In Paris at 4am on 16 July 1942, the French police began to take Jews from their homes, 13,152 of them in total, of whom 5,800 were women and 4,000 children. The police herded them into the Vélodrome d'Hiver, a cycle track not far from the Eiffel Tower. At the stadium the lavatories had been boarded up. The only water available was brought in by charitable organisations. There was no food.

Five days later these prisoners were sent to transit camps outside Paris. From there they were transported by rail to Auschwitz. Only a handful survived. None of the children came back.

By 1942 the victorious German army had been occupying northern France and the coastal districts for two years. Marshal Pétain, who had negotiated a deal under which central and southern France would be administered along Nazi lines, governed from Vichy in the centre. The "rafle" was conceived and planned by the secretary-general of the French national police and other Vichy officials together with the German authorities. The French as well as the Germans were strongly anti-Semitic.

There were no reports of this atrocity by newspapers or radio at the time. If the news sheets published by various resistance groups covered the story, it was soon overlaid by fresh events. Then at the Liberation in 1944, the victorious General de Gaulle gave a version of contemporary history that flattered his fellow citizens by omitting unpleasant details. In his defence it has been said that he was editing the truth to bind the wounds of the nation and restore a sense of self-confidence. In the event De Gaulle's account became the received wisdom for many years.
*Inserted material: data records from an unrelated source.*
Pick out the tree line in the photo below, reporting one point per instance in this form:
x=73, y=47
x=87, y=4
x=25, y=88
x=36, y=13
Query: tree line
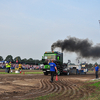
x=19, y=60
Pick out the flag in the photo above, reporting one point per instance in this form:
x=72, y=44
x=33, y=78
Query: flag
x=56, y=78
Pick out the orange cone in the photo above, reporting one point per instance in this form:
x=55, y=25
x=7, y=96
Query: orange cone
x=56, y=78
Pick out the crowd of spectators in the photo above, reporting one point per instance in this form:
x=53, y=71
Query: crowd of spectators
x=24, y=66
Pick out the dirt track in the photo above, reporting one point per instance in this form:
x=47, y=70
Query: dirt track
x=21, y=87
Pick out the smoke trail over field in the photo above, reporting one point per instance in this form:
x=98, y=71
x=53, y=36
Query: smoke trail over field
x=84, y=47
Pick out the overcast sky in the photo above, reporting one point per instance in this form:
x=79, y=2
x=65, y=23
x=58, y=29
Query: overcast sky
x=28, y=28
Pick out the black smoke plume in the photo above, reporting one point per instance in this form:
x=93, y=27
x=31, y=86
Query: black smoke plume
x=83, y=47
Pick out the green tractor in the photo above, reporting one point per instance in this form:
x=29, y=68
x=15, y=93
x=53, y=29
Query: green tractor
x=58, y=60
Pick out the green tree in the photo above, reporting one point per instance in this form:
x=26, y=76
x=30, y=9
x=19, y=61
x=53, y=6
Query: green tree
x=1, y=58
x=9, y=58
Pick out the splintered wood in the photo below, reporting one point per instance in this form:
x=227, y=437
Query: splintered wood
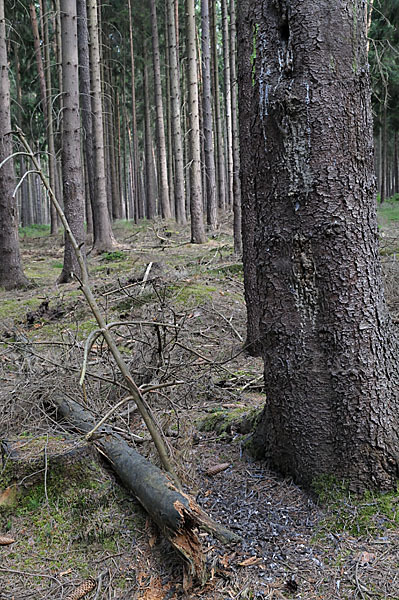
x=5, y=540
x=85, y=588
x=217, y=469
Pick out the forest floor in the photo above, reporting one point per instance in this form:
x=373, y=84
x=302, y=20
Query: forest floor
x=73, y=522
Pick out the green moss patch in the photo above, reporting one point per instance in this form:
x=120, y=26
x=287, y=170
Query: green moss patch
x=367, y=514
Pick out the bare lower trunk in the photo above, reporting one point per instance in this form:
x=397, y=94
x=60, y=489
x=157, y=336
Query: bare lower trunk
x=330, y=353
x=103, y=236
x=197, y=220
x=177, y=140
x=11, y=274
x=210, y=173
x=163, y=166
x=72, y=175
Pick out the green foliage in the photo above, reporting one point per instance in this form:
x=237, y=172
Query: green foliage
x=34, y=230
x=113, y=256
De Gaulle's opening move was to cast the Second World War as the final phase of a 30-year war that had begun in 1914 with the shooting of the Archduke Ferdinand of Austria in Sarajevo. This had the effect of taking ideology out of the long conflict (including anti-Semitism) and reducing it to national rivalries. Second, De Gaulle also denied the legitimacy of the Vichy Government and it became hard to believe it had ever existed, let alone carried out the "rafle" of the Vel' d'Hiver. Unsurprisingly the Second World War was not taught in schools until 1962, and even then without mentioning the hounding to death of thousands of Jews.

As a matter of fact, during the 1940s and 1950s, the great majority of French Jews had little desire to claim a special place among the heroes or the casualties of the war. As a book just published in France ( La Mémoire Désunie by Olivier Wieviorka, Seuil) shows, their preoccupation was to re-integrate themselves into the national community from which they had been excluded. Jewish associations were more concerned with mutual aid than lobbying.
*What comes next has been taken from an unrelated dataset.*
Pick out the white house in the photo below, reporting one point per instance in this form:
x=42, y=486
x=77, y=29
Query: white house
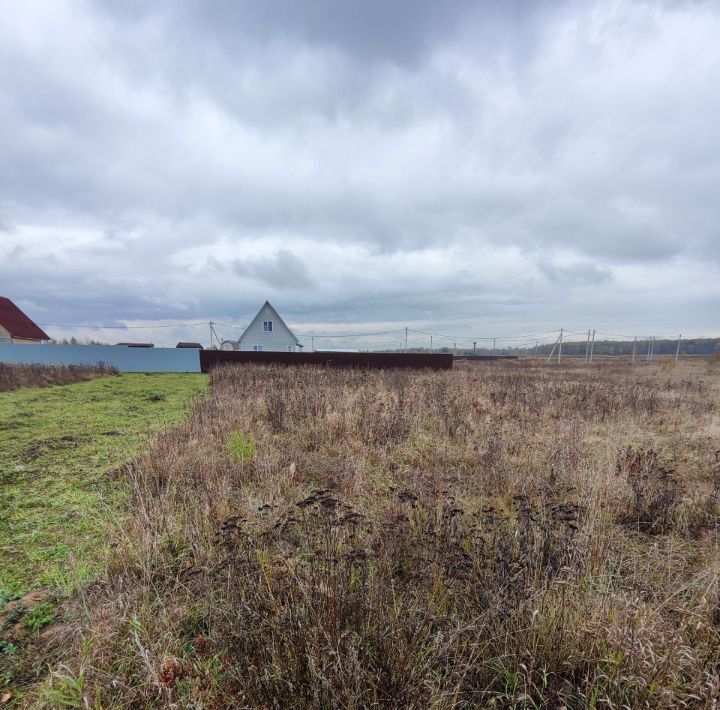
x=268, y=332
Thus for many years, nobody at all seemed to want to know about the "rafle". Curiously the trials of leading Nazi sympathisers in 1945 and 1946 failed to jolt the nation out of its amnesia.

Until, that is, in the 1960s the resistance fighters who had been neither Gaullists nor communists began to speak out and reveal that the political parties of right and left had given misleading accounts. Then in 1972 came publication of the groundbreaking book by the American scholar Robert Paxton, Vichy France, Old Guard and New Order, 1940-1944, based on German sources. He argued that Vichy collaboration with Germany was willingly undertaken. The French Government opened the archives in 1979. Charges of crimes against humanity were brought against French officials who had avoided punishment for their role in the "rafle".
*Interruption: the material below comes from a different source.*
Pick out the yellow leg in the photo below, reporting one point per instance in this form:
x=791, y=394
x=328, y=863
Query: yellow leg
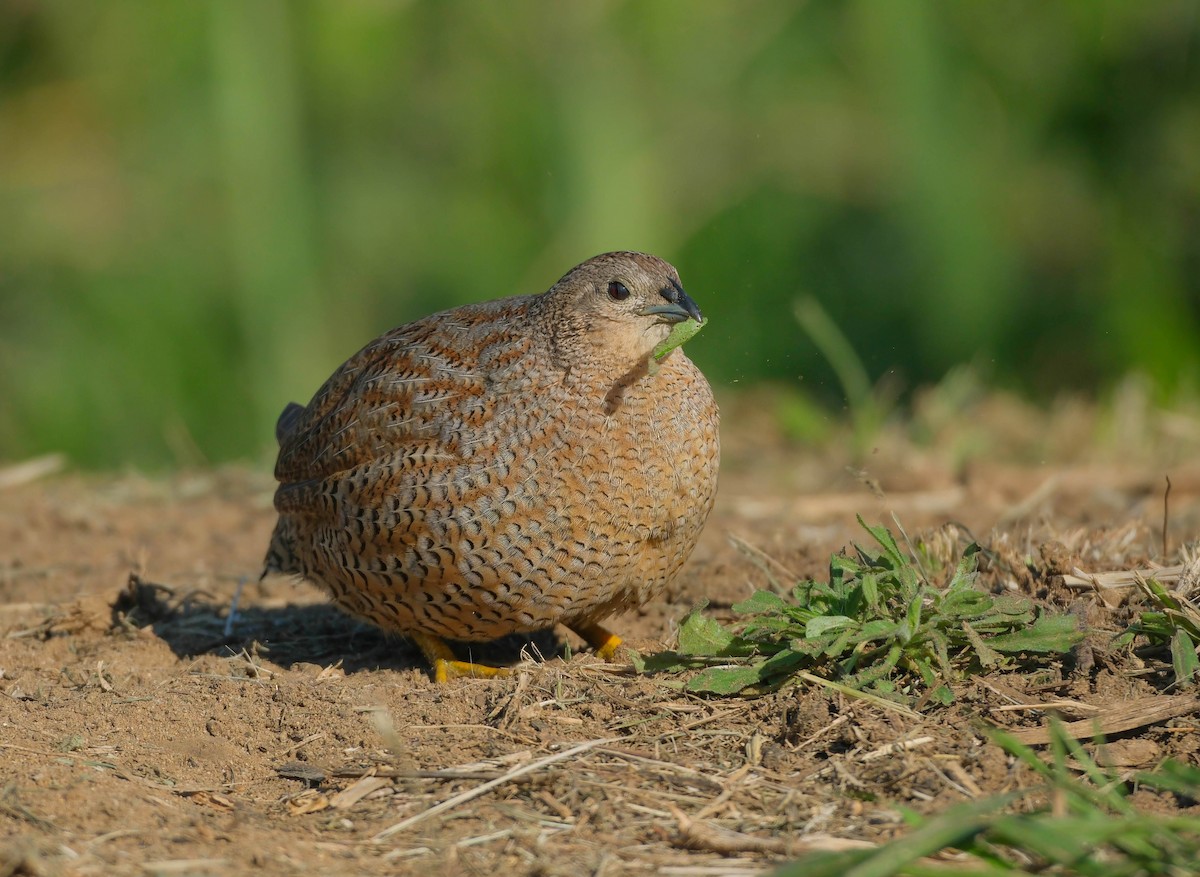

Finally, in 1995, President Chirac publicly recognised that the French state apparatus had supported the German occupier in persecuting the Jews of France. The "rafle" of the Vel' d'Hiver could longer be denied. France had, "delivered those it should have protected to their executioners". The new film completes the process.

Teachers were invited to previews all over France. At the same time the French Government has sent background material to 11,000 schools. Now France will never forget those violent knocks on the doors of Jewish homes in Paris at 4am on 16 July 1942.